The Japanese Chin felt bad for abandoning the dragon who had to save all those stories. He returned inside the notebook, teaming up with the dragon to save all the worlds. But some stories were impossible—Aika wasn’t going to rewrite the sad endings. Soon, her palace was neglected, and the smell was too much. The Japanese Chin charged at Aika. “I’ll rewrite those endings!” Her arm matched her gown—scarlet. Her eyes widening, she threatened to spear the dog. Her guards threw him in the dungeon with the foul smell. No, she said. In this book.

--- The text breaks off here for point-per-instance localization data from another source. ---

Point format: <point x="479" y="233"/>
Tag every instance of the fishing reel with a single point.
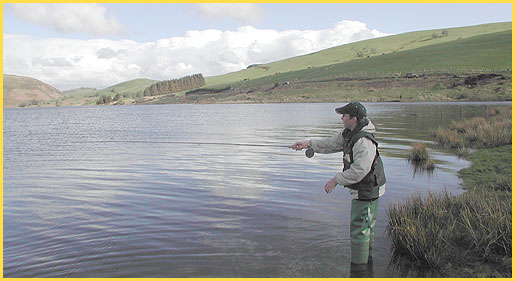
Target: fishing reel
<point x="310" y="152"/>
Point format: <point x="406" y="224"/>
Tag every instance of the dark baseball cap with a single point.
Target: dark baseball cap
<point x="353" y="109"/>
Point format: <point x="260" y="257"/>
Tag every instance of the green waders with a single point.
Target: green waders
<point x="362" y="230"/>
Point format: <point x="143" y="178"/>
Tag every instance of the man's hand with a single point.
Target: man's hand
<point x="330" y="185"/>
<point x="300" y="145"/>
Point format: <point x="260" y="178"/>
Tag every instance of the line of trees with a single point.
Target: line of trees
<point x="176" y="85"/>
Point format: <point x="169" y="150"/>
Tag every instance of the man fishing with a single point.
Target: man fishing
<point x="362" y="174"/>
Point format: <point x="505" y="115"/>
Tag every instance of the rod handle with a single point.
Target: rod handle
<point x="310" y="152"/>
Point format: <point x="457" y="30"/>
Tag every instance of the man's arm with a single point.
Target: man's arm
<point x="327" y="145"/>
<point x="364" y="152"/>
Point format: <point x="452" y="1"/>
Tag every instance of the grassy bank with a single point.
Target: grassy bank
<point x="468" y="235"/>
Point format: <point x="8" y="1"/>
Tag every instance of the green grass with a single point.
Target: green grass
<point x="491" y="131"/>
<point x="486" y="52"/>
<point x="468" y="235"/>
<point x="490" y="169"/>
<point x="452" y="235"/>
<point x="79" y="92"/>
<point x="396" y="44"/>
<point x="132" y="87"/>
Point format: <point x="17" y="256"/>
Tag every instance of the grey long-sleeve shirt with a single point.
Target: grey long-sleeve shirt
<point x="364" y="152"/>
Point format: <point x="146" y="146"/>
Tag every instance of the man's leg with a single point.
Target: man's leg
<point x="362" y="230"/>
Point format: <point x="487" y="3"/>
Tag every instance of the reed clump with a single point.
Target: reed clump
<point x="441" y="229"/>
<point x="493" y="130"/>
<point x="468" y="235"/>
<point x="419" y="157"/>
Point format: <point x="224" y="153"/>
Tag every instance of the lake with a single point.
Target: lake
<point x="91" y="191"/>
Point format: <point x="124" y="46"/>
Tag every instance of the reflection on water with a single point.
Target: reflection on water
<point x="75" y="206"/>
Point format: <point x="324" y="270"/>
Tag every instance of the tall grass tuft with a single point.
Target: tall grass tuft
<point x="418" y="152"/>
<point x="419" y="157"/>
<point x="491" y="131"/>
<point x="442" y="229"/>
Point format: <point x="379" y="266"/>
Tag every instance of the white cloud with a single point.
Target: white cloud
<point x="70" y="18"/>
<point x="245" y="13"/>
<point x="70" y="63"/>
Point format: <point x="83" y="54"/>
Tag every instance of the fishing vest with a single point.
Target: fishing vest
<point x="368" y="187"/>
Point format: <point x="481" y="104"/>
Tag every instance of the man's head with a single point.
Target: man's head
<point x="351" y="114"/>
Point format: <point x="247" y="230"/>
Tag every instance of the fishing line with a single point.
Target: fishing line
<point x="309" y="152"/>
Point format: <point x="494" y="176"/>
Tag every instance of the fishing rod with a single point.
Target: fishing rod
<point x="309" y="152"/>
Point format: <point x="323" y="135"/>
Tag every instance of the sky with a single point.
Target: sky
<point x="98" y="45"/>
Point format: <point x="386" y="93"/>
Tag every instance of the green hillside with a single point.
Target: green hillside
<point x="79" y="92"/>
<point x="129" y="88"/>
<point x="361" y="50"/>
<point x="21" y="91"/>
<point x="485" y="52"/>
<point x="473" y="69"/>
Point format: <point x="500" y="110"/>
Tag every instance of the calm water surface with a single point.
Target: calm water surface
<point x="78" y="206"/>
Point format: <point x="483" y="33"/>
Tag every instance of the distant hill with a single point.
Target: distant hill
<point x="129" y="88"/>
<point x="490" y="52"/>
<point x="79" y="92"/>
<point x="360" y="50"/>
<point x="26" y="91"/>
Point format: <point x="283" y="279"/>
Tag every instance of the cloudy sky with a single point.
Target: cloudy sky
<point x="98" y="45"/>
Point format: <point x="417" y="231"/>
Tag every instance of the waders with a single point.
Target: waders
<point x="362" y="230"/>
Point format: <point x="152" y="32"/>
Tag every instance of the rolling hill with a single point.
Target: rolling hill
<point x="361" y="50"/>
<point x="25" y="91"/>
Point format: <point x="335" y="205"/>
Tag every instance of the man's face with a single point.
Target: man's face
<point x="349" y="122"/>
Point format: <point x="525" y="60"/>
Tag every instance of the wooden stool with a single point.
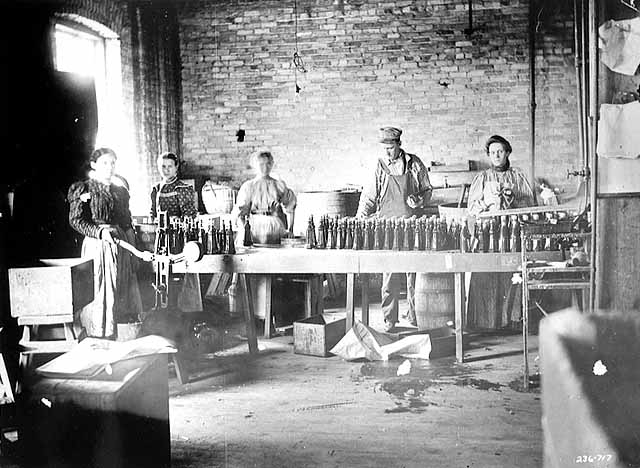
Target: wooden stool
<point x="30" y="344"/>
<point x="6" y="392"/>
<point x="313" y="304"/>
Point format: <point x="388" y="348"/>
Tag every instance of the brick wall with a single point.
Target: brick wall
<point x="369" y="64"/>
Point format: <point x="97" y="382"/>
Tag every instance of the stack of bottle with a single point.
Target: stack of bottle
<point x="496" y="234"/>
<point x="180" y="230"/>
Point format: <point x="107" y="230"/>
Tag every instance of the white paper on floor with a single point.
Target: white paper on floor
<point x="620" y="45"/>
<point x="363" y="342"/>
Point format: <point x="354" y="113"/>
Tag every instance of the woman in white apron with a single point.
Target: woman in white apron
<point x="267" y="202"/>
<point x="99" y="210"/>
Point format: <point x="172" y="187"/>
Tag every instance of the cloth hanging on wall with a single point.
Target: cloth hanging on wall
<point x="618" y="135"/>
<point x="156" y="81"/>
<point x="620" y="45"/>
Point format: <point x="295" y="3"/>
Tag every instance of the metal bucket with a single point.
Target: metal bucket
<point x="453" y="212"/>
<point x="327" y="202"/>
<point x="218" y="198"/>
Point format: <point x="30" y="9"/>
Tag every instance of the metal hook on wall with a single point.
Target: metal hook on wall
<point x="631" y="4"/>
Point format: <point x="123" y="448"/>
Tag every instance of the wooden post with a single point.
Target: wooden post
<point x="351" y="311"/>
<point x="364" y="279"/>
<point x="248" y="314"/>
<point x="460" y="305"/>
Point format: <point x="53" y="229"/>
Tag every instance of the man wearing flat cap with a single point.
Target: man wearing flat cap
<point x="399" y="188"/>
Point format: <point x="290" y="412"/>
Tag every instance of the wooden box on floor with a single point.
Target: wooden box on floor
<point x="315" y="336"/>
<point x="111" y="421"/>
<point x="53" y="288"/>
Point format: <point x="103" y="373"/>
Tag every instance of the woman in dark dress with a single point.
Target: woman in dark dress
<point x="172" y="195"/>
<point x="494" y="302"/>
<point x="99" y="210"/>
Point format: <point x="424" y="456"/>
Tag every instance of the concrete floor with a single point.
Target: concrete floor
<point x="280" y="409"/>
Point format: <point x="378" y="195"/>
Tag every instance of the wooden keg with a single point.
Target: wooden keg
<point x="324" y="202"/>
<point x="435" y="299"/>
<point x="146" y="236"/>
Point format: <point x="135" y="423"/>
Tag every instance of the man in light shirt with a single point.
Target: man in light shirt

The Japanese Chin saw the word pirate before finding himself adrift a huge ship. Someone with boots and a mug of beer in his hand towered above him.
“Aye! What have we ‘ere, eh?”
The Japanese Chin stared up into the eyes of a pirate! But he wasn’t Japanese. He was American. He spoke in a language the Chin didn’t understand—pirate talk. The Chin hated it. He managed to escape by writing himself out of the book. Nothing he did could save Aika’s characters.
“They’ll all going to have to save themselves.”
The Japanese Chin—
“Lost?”
He spun around. It was that pesky cat!
“No!”
The Japanese Chin grinned as the cat reared back in surprise, and dashed away.
Anywhere.
Maybe I’ll have my own ending.
And he did. A boy found him shivering by a puddle of oil.
“Oh!”
He adopted him, snuggling together every night.
Neither work nor writing distracted him.
When the boy brought a girl into his apartment, they always had dinner and then went out somewhere. Depressed, the Japanese Chin looked in the water by the sea. He sighed, but then ditched the water, ditching Japan.
Returning to Aika.
I believe in her. And she’s mine!
Aika admitted she was jealous of the Japanese Chin’s ability to be so faithful.
She grabbed him.
“I’ll never abandon you again!”
“Don’t be your mother.”
And the Japanese Chin blinked back happy tears.